Senators voted 25-3 to advance the bill through the first of three rounds of debate.
Sen. Jeremy Nordquist, of Omaha, said his proposal would help Nebraska compete with other Midwestern states that have worked more aggressively to establish renewable energy sources.
Currently, companies that participate in the program have to spend at least 25 percent of their total investment on components made in Nebraska. Nordquist said the wind farms would also generate property tax revenue for counties and lease payments for landowners who allow them.
"As utilities look to diversify their energy portfolios, we need to be in the game," Nordquist said. "Right now, without a production tax credit, we are not in that game."
Opponents say the wind farms are an eyesore and contend that state government should let the free market dictate how renewable energies develop. Supporters say the incentives will help the industry grow faster and revitalize rural communities.
"The environmentalists think it's great because it's a renewable energy, but the one thing they don't look at is who has to stare at these things," said Sen. David Schnoor, of Scribner.
Wind farm developers could sell the tax credit to other companies at a discount, allowing the wind farm to generate cash while the buyer lowers its tax liability.
Sen. Paul Schumacher, of Columbus, said the measure is poor tax policy because it deprives the state of revenue and allows brokers who facilitate such sales to claim a large piece of the revenue. Schumacher said that if the state wants to subsidize wind energy, officials should do so through a grant program that can be ended.
Nordquist said the tax credits have to be sold at a discount to compensate buyers for the risk they're taking with the industry, plus inflation and the lost opportunity of investing their money elsewhere. Unlike a grant program, he said, the tax credit only applies when wind farms produce energy.

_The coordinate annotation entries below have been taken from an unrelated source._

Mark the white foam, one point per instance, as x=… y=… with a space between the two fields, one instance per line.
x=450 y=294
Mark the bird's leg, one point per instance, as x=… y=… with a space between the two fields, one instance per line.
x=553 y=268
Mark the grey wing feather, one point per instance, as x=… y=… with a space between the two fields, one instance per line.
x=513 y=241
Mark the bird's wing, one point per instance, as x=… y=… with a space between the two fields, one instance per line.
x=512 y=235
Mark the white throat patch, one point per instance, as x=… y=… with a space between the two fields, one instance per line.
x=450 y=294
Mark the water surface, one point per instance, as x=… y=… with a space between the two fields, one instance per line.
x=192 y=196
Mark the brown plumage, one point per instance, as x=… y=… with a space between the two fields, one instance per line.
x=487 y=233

The bill could also apply to producers of solar, biomass and other renewable energies. It would allow companies a 1-cent tax credit for every kilowatt-hour generated for the first two years. The credit would shrink to 0.6 cents per kilowatt-hour over 10 years, after which it would end.
Wind-energy companies could also turn down that option in favor of a one-time tax credit totaling 30 percent of their construction costs, up to $2 million.
Nebraska ranks as one of the nation's biggest wind-producing states, but 26th in the energy it could produce with equipment currently installed. It lags behind neighboring states Iowa, South Dakota, Wyoming, Colorado and Kansas.
Nebraska is the nation's only state that relies solely on public power.